Calculating Your Estimated Taxes

To estimate your tax liability as a 1099 contractor, you can follow these general steps:

  1. Calculate your net income: Subtract your business-related deductions from your total earnings ($34,000 in your case).
  2. Calculate your self-employment tax: Multiply your net income by 15.3%. This represents the combined Social Security and Medicare tax.
  3. Estimate your income tax: Use the IRS tax brackets for the year in which you earned the income to determine your income tax rate. Apply this rate to your net income.
  4. Add your self-employment tax and income tax to get your estimated total tax liability.

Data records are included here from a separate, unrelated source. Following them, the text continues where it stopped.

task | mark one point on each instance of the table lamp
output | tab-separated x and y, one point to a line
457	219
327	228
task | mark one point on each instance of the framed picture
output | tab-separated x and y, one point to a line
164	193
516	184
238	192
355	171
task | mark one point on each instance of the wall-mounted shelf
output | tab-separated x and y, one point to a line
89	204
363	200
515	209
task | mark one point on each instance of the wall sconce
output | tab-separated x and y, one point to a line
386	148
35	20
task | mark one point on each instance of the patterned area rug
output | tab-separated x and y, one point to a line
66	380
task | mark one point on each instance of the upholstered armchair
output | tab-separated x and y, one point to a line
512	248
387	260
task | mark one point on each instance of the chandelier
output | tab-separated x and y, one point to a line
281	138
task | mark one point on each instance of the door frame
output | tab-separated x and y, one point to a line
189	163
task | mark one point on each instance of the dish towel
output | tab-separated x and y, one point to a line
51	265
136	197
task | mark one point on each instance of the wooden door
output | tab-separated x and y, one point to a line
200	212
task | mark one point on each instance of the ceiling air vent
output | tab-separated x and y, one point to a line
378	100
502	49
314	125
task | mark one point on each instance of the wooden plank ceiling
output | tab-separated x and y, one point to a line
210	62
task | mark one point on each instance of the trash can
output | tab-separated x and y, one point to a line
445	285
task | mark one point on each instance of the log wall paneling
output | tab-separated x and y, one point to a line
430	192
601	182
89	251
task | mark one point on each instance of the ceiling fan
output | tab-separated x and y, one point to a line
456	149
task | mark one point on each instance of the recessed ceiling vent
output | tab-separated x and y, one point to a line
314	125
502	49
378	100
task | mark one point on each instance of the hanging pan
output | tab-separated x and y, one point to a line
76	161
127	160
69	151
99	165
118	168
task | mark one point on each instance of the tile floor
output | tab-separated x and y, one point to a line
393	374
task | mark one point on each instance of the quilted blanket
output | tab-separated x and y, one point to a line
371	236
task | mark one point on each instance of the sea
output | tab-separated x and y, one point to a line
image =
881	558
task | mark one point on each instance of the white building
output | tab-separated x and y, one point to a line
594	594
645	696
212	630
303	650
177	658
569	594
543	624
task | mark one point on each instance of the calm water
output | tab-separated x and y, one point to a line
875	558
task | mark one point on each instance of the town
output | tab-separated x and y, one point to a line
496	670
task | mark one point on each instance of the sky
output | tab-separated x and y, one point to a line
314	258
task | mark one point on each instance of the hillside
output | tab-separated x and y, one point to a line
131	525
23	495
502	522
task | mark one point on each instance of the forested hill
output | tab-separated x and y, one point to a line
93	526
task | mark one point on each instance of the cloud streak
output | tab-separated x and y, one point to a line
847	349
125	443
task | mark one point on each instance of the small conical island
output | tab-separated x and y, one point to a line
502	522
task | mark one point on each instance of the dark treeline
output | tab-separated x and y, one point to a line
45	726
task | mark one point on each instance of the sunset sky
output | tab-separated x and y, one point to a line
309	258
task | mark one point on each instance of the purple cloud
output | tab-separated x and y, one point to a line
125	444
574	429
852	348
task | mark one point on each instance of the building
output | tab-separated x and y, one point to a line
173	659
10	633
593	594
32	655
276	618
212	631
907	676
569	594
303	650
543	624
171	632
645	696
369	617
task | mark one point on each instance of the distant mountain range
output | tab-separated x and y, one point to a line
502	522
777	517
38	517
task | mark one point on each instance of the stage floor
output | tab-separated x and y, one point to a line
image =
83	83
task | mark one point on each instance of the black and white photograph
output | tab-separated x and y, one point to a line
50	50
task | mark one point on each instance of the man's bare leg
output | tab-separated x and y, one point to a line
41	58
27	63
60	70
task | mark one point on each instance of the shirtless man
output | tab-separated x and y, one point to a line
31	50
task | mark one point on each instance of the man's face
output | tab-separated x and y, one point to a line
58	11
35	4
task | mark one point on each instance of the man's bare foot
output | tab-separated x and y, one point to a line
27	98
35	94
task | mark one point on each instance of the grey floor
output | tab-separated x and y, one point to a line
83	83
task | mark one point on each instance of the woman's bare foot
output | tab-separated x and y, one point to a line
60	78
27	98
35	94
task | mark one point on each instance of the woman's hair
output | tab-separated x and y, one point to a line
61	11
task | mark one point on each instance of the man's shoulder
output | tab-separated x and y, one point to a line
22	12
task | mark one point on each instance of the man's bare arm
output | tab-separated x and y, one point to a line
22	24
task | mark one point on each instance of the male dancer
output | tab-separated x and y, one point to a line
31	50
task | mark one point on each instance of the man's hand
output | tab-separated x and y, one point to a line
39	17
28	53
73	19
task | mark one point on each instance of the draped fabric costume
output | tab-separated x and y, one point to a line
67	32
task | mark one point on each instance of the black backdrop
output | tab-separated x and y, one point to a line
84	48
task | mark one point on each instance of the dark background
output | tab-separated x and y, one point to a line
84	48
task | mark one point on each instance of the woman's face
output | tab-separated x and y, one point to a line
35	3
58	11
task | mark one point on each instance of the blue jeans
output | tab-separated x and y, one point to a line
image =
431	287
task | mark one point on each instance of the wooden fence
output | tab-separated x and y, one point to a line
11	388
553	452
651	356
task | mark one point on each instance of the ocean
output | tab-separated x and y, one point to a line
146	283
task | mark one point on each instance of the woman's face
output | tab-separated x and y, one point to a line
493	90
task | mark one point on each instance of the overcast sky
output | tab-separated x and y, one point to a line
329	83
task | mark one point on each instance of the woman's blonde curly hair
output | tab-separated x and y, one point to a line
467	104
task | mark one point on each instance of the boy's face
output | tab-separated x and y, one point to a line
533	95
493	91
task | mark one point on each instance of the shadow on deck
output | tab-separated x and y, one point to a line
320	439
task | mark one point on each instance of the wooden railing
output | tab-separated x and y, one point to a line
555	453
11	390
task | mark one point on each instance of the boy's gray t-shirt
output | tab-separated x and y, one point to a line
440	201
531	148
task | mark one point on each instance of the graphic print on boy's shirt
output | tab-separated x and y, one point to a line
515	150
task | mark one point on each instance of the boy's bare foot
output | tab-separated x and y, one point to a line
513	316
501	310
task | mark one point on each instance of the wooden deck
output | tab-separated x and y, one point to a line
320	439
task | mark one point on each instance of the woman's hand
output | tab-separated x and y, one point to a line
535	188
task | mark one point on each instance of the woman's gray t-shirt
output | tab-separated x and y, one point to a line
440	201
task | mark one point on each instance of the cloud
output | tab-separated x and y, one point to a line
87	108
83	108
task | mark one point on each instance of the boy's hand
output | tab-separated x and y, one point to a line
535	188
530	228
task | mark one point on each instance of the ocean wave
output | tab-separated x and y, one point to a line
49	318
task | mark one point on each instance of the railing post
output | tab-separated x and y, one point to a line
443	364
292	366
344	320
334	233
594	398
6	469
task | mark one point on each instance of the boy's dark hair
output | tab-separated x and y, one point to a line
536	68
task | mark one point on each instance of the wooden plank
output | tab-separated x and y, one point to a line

It's essential to remember that tax laws and rates can change, so consult with a tax professional or use tax preparation software to get a more accurate estimate.

Quarterly Estimated Taxes

Since you are self-employed, you are also responsible for making quarterly estimated tax payments to the IRS. This helps you avoid underpayment penalties and makes your tax payments more manageable throughout the year. The deadlines for these payments are generally in April, June, September, and January of the following year. Be sure to stay on top of these deadlines to avoid penalties.


Working as a 1099 employee can be a rewarding experience, offering independence and the potential for higher earnings. However, it also comes with the responsibility of managing your taxes. If you've earned approximately $34,000 in your first year as a 1099 contractor, you can expect to owe both income tax and self-employment tax. Remember to keep thorough records of your income and expenses, consult with a tax professional if needed, and make your quarterly estimated tax payments to stay on top of your tax obligations. By being proactive and informed, you can make the tax season a smoother experience and ensure you're setting aside enough to meet your obligations while enjoying the benefits of self-employment.